At the same time, President Obama's message to the American people and the rest of the world should be as clear as it is central to his policy:  The U.S. will no longer fight al Qaeda through a strategy of military occupation, but through focused strikes in concert with our allies.  Our long term goal is to work with nations facing a threat from al Qaeda to help bring about stability, honest governance, and sustainable rural development. 

"More Troops to Afghanistan, Yes or No?"

No--but we may need to switch around the kind of soldiers we have over there as we withdraw and refocus on the last phase of the mission.

At least that makes sense to me.  Now that you have had a chance to get up to speed on the Afghanistan policy, you can make up your own mind.

November 03, 2009

United by Change, Divided by Reform

One year after Candidate Obama inspired the world to vote for symbolic "change," the Democratic Party is now deeply divided by two divergent, and seemingly irreconcilable, approaches to reform.  If President Obama fails to grasp soon why his idea of reform has alienated key parts of his base--and if he fails to do something to bridge the divide--the result may be much worse than acrimony from the chattering liberal classes.  He could have a full on mutiny on his hands by 2010.   

One way to describe this divide is to say that President Obama has advanced "conservative reform"--repair and improve, but maintain what we have--whereas the base of the Democratic Party wants, and has aggressively demanded, "progressive reform"--out with the old, in with the new.

It is impossible to exaggerate how much friction these contrasting approaches to reform have created in just one year.

Consider, for example, the banking crisis. Having inherited the TARP program from the previous administration, President Obama continued to advance a policy of using government funds to mend the broken financial institutions and then create new regulations to steady the markets: improve, but maintain.  The base of his party, by contrast, called for a complete overhaul of the financial industry, and a new set of legal measures that would neuter investment banks, reign in corporate power, and limit windfall profits: out with the old, in with the new.

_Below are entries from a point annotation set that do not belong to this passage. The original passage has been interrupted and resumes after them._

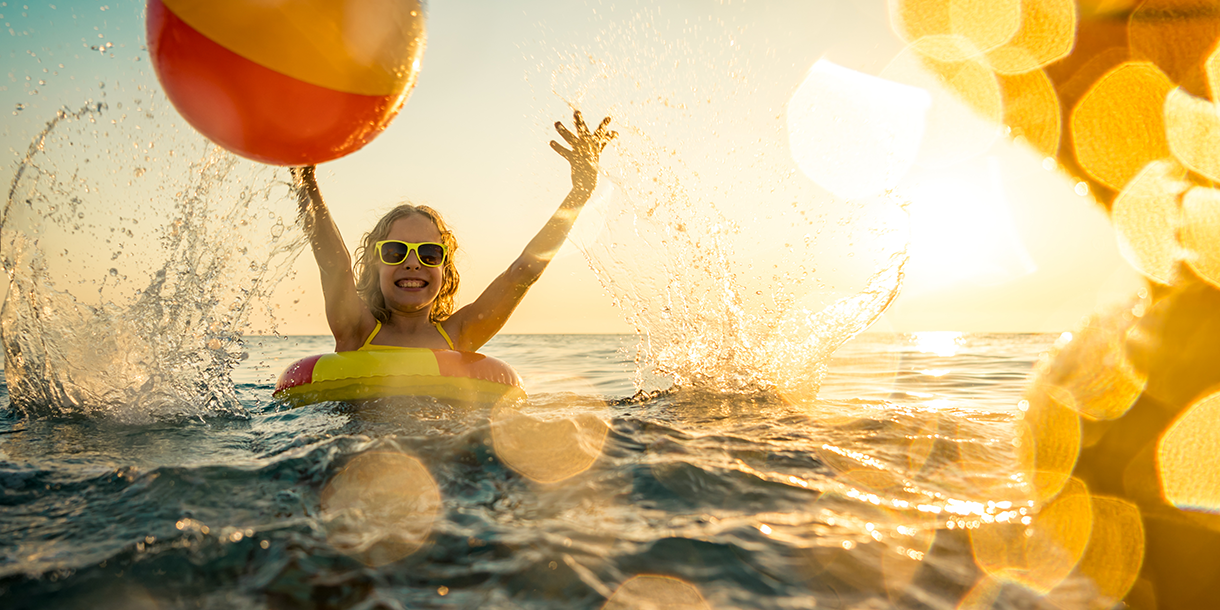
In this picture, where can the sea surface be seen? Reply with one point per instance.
(853, 497)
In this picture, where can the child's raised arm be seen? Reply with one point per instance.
(481, 320)
(349, 319)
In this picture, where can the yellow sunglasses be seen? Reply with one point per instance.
(430, 254)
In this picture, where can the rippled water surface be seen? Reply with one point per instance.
(763, 499)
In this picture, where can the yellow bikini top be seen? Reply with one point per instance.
(370, 347)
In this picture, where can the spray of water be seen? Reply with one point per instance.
(738, 272)
(136, 254)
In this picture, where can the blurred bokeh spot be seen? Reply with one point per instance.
(655, 593)
(552, 449)
(381, 506)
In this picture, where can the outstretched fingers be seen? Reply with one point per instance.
(571, 138)
(559, 148)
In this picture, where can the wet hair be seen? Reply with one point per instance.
(369, 283)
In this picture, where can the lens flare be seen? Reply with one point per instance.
(966, 109)
(381, 506)
(1201, 232)
(1187, 454)
(655, 593)
(1119, 126)
(1146, 218)
(852, 133)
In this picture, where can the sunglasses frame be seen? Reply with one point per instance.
(411, 248)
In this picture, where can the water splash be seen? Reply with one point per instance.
(136, 254)
(739, 273)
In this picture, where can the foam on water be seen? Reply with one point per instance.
(136, 254)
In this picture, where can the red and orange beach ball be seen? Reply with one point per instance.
(287, 82)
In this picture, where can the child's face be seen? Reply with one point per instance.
(410, 287)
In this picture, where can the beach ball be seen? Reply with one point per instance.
(287, 82)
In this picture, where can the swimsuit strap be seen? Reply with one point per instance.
(443, 333)
(370, 339)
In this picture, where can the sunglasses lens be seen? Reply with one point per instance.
(393, 253)
(432, 254)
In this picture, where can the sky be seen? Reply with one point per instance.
(1001, 240)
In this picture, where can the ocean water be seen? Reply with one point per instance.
(680, 497)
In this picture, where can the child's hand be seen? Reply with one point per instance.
(304, 179)
(586, 149)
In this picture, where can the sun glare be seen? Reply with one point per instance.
(942, 343)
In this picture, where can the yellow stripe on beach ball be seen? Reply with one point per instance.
(362, 46)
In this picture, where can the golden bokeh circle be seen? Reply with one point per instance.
(1192, 127)
(1187, 455)
(986, 23)
(1201, 232)
(380, 508)
(547, 450)
(1031, 110)
(1043, 550)
(1112, 561)
(1119, 126)
(650, 592)
(1047, 33)
(1146, 217)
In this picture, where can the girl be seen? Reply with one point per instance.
(400, 293)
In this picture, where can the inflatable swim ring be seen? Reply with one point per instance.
(447, 375)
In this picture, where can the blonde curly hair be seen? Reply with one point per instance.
(367, 282)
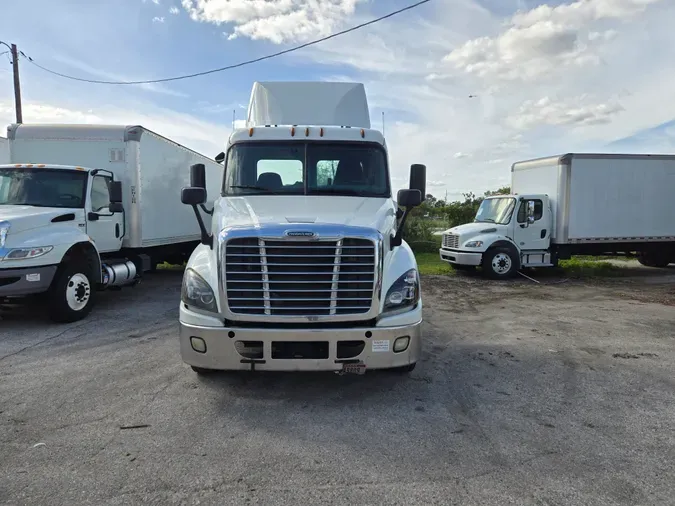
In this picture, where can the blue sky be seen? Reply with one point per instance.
(550, 77)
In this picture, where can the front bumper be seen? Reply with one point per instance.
(377, 352)
(26, 281)
(460, 257)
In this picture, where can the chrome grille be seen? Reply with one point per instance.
(299, 278)
(450, 241)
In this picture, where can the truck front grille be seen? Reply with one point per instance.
(450, 241)
(299, 278)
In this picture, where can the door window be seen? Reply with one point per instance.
(538, 210)
(100, 195)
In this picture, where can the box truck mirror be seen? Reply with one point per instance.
(115, 192)
(193, 196)
(198, 176)
(418, 178)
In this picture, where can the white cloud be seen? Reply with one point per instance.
(279, 21)
(544, 40)
(578, 111)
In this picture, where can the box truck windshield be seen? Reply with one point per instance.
(43, 187)
(497, 210)
(312, 168)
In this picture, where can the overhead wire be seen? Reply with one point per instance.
(236, 65)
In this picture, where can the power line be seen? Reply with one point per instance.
(236, 65)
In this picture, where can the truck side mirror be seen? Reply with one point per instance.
(418, 179)
(198, 176)
(115, 192)
(409, 198)
(193, 196)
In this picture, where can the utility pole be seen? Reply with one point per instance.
(17, 84)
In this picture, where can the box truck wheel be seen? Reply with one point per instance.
(500, 262)
(71, 295)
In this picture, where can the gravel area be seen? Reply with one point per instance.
(550, 393)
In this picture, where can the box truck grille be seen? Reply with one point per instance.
(299, 278)
(450, 241)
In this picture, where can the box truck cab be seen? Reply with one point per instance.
(573, 204)
(304, 267)
(67, 231)
(505, 227)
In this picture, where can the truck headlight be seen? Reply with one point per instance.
(27, 253)
(196, 292)
(404, 293)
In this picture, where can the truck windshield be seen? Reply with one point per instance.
(311, 168)
(42, 187)
(497, 210)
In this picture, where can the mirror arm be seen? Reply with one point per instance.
(397, 239)
(206, 238)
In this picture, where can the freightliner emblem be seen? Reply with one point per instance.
(300, 233)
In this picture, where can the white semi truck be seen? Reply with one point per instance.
(90, 207)
(574, 204)
(304, 266)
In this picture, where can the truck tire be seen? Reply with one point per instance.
(71, 296)
(500, 263)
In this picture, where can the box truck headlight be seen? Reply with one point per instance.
(196, 292)
(404, 293)
(27, 253)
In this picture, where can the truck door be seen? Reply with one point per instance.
(533, 233)
(103, 227)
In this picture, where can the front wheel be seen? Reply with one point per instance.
(71, 297)
(500, 263)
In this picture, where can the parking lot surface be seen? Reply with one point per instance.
(546, 394)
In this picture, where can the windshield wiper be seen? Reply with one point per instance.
(250, 187)
(337, 191)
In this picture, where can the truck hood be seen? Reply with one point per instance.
(23, 218)
(251, 211)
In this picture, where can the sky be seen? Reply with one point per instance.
(467, 87)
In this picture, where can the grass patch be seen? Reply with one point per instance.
(431, 264)
(582, 267)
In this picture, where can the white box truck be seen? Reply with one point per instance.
(304, 266)
(574, 204)
(90, 207)
(4, 150)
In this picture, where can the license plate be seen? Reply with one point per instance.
(359, 368)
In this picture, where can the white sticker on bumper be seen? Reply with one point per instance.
(380, 346)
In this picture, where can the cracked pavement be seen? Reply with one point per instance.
(551, 394)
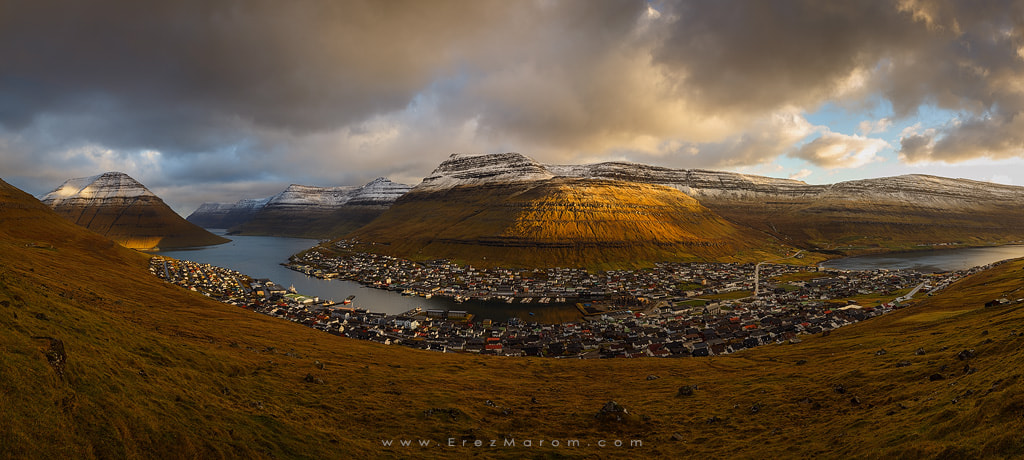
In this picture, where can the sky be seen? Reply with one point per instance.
(219, 100)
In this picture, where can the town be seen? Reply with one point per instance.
(674, 309)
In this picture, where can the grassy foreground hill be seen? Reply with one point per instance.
(101, 360)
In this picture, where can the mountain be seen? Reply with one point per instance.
(226, 215)
(119, 207)
(102, 360)
(306, 211)
(850, 217)
(473, 203)
(509, 209)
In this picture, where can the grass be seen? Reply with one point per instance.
(156, 371)
(597, 224)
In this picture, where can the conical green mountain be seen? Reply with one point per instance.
(119, 207)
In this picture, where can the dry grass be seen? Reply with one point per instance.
(593, 223)
(155, 371)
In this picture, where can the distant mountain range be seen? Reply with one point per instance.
(303, 210)
(119, 207)
(508, 208)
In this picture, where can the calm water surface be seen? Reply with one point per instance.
(930, 261)
(262, 256)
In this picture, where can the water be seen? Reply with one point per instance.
(262, 256)
(930, 261)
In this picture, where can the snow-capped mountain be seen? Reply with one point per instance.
(856, 216)
(119, 207)
(303, 210)
(109, 185)
(226, 215)
(461, 169)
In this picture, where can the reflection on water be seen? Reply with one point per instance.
(930, 261)
(262, 256)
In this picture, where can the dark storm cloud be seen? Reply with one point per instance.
(742, 55)
(225, 93)
(181, 66)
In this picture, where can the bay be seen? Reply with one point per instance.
(937, 260)
(262, 257)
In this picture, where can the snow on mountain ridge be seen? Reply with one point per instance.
(101, 186)
(462, 169)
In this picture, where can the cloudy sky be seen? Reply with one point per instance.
(218, 100)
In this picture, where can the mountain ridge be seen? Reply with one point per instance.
(119, 207)
(844, 218)
(303, 211)
(104, 361)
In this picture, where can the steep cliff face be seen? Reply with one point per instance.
(119, 207)
(476, 203)
(475, 210)
(306, 211)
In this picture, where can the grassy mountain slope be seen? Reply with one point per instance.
(138, 222)
(560, 221)
(151, 370)
(855, 227)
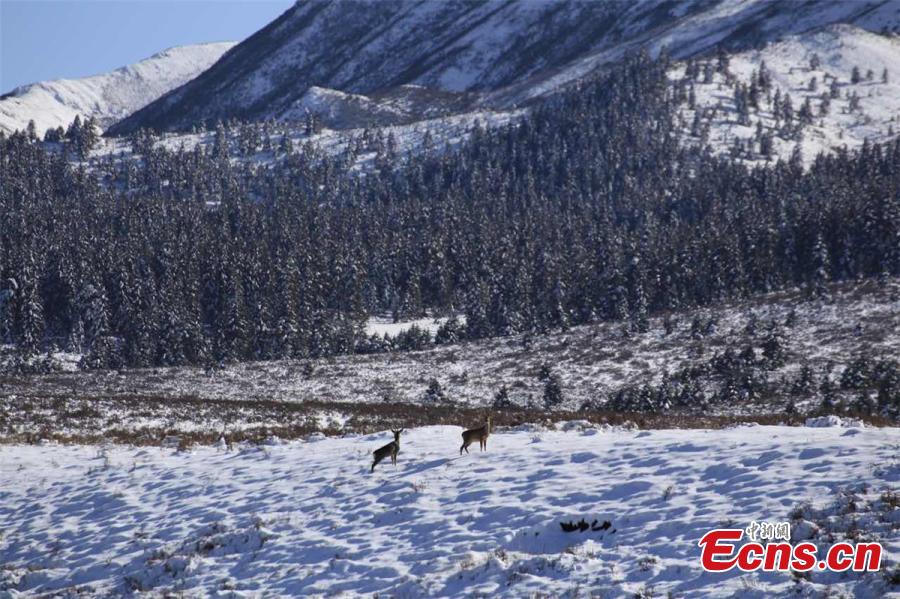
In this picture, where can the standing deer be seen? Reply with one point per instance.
(391, 449)
(480, 434)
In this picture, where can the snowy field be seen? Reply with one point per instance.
(306, 518)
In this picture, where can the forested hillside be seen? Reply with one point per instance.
(586, 209)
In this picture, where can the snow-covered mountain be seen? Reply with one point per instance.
(107, 97)
(815, 67)
(501, 53)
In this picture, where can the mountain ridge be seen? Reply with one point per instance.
(503, 52)
(107, 96)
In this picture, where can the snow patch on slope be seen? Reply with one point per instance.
(109, 96)
(839, 48)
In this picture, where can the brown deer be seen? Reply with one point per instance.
(480, 434)
(391, 449)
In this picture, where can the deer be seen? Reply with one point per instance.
(391, 449)
(480, 434)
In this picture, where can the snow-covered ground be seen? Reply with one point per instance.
(385, 325)
(107, 96)
(306, 518)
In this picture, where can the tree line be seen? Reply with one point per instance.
(586, 209)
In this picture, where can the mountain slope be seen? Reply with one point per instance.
(853, 112)
(507, 51)
(107, 97)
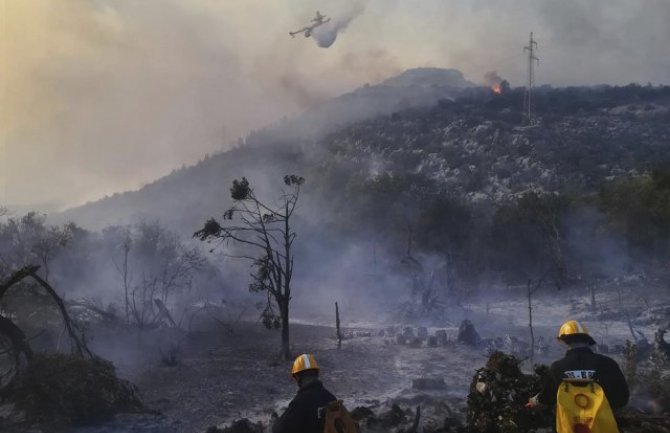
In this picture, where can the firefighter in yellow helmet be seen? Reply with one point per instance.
(584, 386)
(305, 413)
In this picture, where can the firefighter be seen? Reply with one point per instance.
(306, 412)
(583, 386)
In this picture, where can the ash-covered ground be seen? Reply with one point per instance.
(224, 374)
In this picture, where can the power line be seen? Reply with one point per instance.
(528, 108)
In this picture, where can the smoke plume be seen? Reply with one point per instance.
(326, 34)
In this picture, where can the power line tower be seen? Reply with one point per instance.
(528, 113)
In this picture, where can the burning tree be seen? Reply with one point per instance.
(266, 228)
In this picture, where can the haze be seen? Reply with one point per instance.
(103, 96)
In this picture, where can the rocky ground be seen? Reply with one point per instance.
(221, 375)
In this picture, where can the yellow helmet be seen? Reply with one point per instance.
(573, 327)
(304, 362)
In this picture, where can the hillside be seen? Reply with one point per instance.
(463, 140)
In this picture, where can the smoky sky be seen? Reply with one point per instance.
(101, 96)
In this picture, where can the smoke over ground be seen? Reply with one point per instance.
(104, 96)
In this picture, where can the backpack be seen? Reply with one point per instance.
(582, 407)
(338, 419)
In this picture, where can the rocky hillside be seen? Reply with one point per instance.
(467, 142)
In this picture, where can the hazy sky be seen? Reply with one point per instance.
(100, 96)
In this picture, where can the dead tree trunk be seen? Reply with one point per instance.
(283, 314)
(337, 326)
(530, 323)
(31, 271)
(593, 297)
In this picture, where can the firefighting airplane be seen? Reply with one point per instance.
(318, 20)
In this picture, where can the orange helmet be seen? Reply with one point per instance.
(573, 327)
(304, 362)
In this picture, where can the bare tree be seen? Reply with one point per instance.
(268, 229)
(122, 269)
(163, 266)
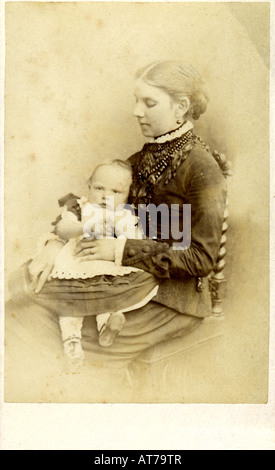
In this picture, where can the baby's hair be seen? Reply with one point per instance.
(116, 163)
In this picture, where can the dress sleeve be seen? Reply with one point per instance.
(202, 184)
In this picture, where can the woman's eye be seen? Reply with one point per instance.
(150, 103)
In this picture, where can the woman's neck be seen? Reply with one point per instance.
(171, 135)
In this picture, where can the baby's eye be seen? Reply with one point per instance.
(150, 103)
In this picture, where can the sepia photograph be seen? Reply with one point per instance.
(136, 202)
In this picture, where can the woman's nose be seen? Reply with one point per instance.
(138, 111)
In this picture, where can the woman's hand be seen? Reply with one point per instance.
(42, 264)
(96, 249)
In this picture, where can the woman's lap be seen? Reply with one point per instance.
(34, 329)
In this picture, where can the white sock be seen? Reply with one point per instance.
(102, 319)
(71, 327)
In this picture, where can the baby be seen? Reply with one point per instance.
(105, 285)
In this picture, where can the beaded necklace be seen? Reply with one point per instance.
(159, 162)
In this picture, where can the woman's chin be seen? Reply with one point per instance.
(146, 131)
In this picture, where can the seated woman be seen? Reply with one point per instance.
(174, 167)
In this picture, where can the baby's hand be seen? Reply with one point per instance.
(67, 229)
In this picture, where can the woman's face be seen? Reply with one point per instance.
(156, 111)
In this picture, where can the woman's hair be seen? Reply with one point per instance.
(115, 163)
(178, 81)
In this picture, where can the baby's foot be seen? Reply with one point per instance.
(111, 329)
(73, 350)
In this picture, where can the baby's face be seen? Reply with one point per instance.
(110, 186)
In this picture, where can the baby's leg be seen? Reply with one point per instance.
(71, 331)
(109, 326)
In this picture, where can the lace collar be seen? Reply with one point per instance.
(185, 127)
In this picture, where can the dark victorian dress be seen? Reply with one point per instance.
(174, 170)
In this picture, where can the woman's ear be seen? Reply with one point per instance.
(182, 108)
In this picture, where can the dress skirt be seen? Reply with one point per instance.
(86, 297)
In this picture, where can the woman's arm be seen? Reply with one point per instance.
(201, 182)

The automotive industry bailout was the second big example of this divide. When the large American auto manufactures faced ruin, President Obama called for a sophisticated government bailout.  His idea was to use to government resources to prop up the auto industry and shepherd them through bankruptcy.  The Cash for Clunkers program then jump started the restructured manufacturers:  repair, but maintain. The base of his party, by contrast, largely called for government to allow the Detroit-centered industry to die a natural death, pushing instead for a massive investment in the fledgling, West Coast green automotive industry: out with the old, in with the new.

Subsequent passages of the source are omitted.